Tanto na forma afirmativa, quanto na forma negativa, o conteúdo “o carro trepidava antes” não se altera. Portanto, é ele o conteúdo pressuposto. Vale notar que esse pressuposto está ancorado numa expressão linguística na base da qual nós o produzimos – a expressão parou de.  Trata-se de um marcador de pressuposição.  Certos verbos ou locuções verbais têm a propriedade de permitir a inferência ou a ativação de conteúdos pressupostos, tais como ‘continuar’ , ‘tornar-se’, ‘ficar’, “deixar de”.
Outro expediente, comumente, empregado para o reconhecimento de conteúdos pressupostos é a interrogação. O conteúdo pressuposto se mantém sempre que aplicamos o procedimento de interrogação num enunciado. Assim, se o enunciado (2) fosse produzido com uma força ilocucionário de pergunta,

(2a) O carro parou de trepidar?

o conteúdo pressuposto ‘o carro trepidava antes’ não se altera. Escusa dizer que este ‘antes’ remete a um momento anterior ao momento da enunciação (ao aqui-agora do discurso).
Embora os dois expedientes sejam, decerto, úteis para o reconhecimento de pressupostos, seu emprego tem limitações. Não podemos nos servir deles em todos os casos, como em (3):

(3) Eu sei que você não foi à escola.

Essa frase compõe-se de dois segmentos, que chamamos de oração. O primeiro segmento, tradicionalmente, é classificado como oração principal (Eu sei); o segundo, como oração subordinada ((que) você não foi à escola). Na primeira oração (a principal), figura o verbo “saber”, que é considerado um verbo factivo, ou seja, um verbo cujo uso implica a pressuposição de que a proposição seguinte (você não foi à escola) é um fato. Portanto, com o verbo “saber”, o falante pressupõe como fato o conteúdo proposicional da oração subordinada. Nesse caso, qualquer tentativa de aplicar aqueles expedientes se demonstra inapropriada. Como a oração subordinada já encerra a partícula “não”, que modifica todo o predicado “foi à escola”, não cabe aí inserir outra forma negativa. Por outro lado, a transformação da frase para a versão interrogativa é assaz sensível ao contexto..  Pode-se, é verdade, atribuir uma força ilocucionária de pergunta a (3), a fim de buscar, retoricamente, invalidar o pressuposto do interlocutor. Assim, numa situação em que uma adolescente, que quisesse fazer com que o pai acreditasse que ela foi à escola, dissesse (3a)

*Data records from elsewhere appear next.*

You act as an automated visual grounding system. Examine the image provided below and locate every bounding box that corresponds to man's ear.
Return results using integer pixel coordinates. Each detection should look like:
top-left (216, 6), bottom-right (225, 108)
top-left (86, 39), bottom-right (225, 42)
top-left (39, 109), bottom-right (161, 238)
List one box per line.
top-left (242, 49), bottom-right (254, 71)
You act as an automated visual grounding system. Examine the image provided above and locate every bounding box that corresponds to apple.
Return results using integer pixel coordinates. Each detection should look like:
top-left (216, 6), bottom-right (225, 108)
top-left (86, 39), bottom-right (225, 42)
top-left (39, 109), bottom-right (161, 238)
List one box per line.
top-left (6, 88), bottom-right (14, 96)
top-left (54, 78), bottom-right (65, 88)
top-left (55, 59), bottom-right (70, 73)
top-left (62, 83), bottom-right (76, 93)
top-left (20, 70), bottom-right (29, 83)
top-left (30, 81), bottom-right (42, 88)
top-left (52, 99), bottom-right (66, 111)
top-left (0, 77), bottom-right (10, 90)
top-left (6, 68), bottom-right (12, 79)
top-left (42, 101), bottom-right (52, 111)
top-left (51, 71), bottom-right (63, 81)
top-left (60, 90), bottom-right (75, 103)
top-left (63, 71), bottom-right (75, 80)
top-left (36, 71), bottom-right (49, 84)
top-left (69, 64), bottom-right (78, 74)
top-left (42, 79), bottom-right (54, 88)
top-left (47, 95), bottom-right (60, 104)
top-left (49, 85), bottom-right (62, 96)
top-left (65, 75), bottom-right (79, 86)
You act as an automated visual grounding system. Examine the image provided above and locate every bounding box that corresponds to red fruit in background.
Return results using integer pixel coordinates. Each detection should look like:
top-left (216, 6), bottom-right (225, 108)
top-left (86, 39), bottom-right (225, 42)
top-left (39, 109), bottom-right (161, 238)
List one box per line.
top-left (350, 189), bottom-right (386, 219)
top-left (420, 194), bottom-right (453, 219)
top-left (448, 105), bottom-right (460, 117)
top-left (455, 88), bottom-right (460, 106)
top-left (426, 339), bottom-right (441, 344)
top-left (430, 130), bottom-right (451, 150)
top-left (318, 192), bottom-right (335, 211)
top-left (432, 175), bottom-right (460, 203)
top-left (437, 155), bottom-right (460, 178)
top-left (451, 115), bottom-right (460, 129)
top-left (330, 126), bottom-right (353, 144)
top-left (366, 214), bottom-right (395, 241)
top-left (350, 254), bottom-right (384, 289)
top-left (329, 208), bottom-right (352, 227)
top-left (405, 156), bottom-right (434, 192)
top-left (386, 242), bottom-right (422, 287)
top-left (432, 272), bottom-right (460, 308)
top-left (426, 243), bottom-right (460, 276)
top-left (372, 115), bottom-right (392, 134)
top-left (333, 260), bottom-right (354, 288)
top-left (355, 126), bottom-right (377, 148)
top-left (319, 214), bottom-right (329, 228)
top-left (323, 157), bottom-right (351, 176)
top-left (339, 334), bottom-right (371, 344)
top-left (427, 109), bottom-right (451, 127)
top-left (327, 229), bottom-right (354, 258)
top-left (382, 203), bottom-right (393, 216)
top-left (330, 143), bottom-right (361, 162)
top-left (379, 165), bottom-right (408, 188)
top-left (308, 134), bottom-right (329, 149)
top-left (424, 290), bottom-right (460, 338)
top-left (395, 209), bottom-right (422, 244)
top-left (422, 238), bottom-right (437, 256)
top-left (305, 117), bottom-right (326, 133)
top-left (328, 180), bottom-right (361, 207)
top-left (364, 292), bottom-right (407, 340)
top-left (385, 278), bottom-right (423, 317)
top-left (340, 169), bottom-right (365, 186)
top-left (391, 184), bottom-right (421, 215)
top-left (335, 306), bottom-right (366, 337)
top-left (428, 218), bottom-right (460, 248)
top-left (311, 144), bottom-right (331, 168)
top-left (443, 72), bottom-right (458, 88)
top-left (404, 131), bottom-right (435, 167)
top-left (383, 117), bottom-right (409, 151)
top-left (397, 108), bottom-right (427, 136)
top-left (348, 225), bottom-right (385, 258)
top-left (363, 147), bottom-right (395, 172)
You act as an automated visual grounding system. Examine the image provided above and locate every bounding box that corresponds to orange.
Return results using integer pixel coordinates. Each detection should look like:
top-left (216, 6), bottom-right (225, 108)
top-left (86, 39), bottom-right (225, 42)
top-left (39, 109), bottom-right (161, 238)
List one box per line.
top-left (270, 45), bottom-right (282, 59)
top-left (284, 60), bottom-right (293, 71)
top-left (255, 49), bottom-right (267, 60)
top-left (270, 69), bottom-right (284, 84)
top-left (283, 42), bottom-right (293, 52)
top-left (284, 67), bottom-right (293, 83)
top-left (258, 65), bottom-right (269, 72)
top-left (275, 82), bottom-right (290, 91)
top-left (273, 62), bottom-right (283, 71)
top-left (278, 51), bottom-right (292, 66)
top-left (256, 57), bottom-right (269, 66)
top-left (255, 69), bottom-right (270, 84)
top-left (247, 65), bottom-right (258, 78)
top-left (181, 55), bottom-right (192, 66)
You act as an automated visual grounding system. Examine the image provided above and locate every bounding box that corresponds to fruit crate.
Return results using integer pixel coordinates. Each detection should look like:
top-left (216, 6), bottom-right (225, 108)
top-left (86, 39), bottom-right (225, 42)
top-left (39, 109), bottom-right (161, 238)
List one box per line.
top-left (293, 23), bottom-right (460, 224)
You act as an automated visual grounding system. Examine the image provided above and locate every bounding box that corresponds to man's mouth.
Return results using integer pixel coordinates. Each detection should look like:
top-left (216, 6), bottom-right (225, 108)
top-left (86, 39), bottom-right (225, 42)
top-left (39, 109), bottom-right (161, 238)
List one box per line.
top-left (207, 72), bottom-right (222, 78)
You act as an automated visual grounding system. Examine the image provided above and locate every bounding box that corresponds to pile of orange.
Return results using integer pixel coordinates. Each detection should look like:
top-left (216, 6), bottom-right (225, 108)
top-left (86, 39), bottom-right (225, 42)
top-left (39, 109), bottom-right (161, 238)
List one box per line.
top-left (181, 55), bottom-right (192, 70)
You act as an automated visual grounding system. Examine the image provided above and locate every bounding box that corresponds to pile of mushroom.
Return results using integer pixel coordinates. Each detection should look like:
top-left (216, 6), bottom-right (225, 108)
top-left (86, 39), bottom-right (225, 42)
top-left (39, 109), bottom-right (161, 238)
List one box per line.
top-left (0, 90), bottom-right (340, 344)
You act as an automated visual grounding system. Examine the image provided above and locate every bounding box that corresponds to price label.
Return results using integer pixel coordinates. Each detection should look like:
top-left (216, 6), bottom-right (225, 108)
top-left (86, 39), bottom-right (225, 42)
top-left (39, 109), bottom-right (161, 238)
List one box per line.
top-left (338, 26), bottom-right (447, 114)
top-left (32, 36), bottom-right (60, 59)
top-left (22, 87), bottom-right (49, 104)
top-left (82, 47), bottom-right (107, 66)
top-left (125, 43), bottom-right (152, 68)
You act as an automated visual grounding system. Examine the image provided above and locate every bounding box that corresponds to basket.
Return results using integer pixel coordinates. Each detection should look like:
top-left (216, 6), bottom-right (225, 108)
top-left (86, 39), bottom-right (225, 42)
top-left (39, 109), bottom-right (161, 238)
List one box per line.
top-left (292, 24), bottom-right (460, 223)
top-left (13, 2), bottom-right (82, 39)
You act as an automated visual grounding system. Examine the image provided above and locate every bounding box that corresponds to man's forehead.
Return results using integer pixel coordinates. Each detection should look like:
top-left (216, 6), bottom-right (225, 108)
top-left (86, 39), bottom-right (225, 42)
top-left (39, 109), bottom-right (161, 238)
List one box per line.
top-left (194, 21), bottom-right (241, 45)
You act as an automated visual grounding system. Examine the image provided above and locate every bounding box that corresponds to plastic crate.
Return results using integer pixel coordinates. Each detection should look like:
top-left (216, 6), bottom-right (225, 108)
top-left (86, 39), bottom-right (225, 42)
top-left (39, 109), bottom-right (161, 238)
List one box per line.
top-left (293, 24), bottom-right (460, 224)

(3a) Minha mãe sabe que eu fui.

a mãe da menina poderia replicar produzindo (3b)

(3b) Eu sei que você foi (à escola)?

A intenção da mãe é claramente desmentir a menina. Mas o pressuposto do enunciado (3) não se mantém.
Para fins de determinação do conteúdo pressuposto de (3), claro está que os dois expedientes se demonstram ineficazes.
Precisamos avançar um pouco mais. Ducrot (1978), consciente da diversidade de abordagens que se encontram na esteira dos estudos sobre pressuposição, procura sumariar em dois grupos as conceituações conflitantes. Segundo o linguista, o fenômeno da pressuposição foi considerado e definido numa perspectiva lógica, com base no critério da negação e das noções de verdade e falsidade da proposição; e numa perspectiva pragmática, que associa o fenômeno de pressuposição às condições de emprego. Diversos são os estudiosos que se ocuparam do tema, mas é, em Ducrot, que o fenômeno em pauta pôde ser contemplado como constituinte do próprio sentido do discurso. Com Ducrot, a pressuposição é enfocada à luz de uma teoria da argumentação. Passa a ter ela um papel específico no discurso, tornando-se um dos fatores responsáveis pela construção do sentido. O mecanismo de pressuposição é, portanto, entendido como um recurso argumentativo. Segundo Fiorin (2004: 182):

“O uso adequado dos pressupostos é muito importante, porque esse mecanismo linguístico é um recurso argumentativo, uma vez que visa a levar o leitor ou ouvinte a aceitar certas ideias. Com efeito, introduzir no discurso um dado conteúdo sob a forma de pressuposto implica tornar o interlocutor cúmplice de um dado ponto de vista, pois ele não é posto em discussão, é apresentado como algo aceito (...)”.

                                                   (grifo meu)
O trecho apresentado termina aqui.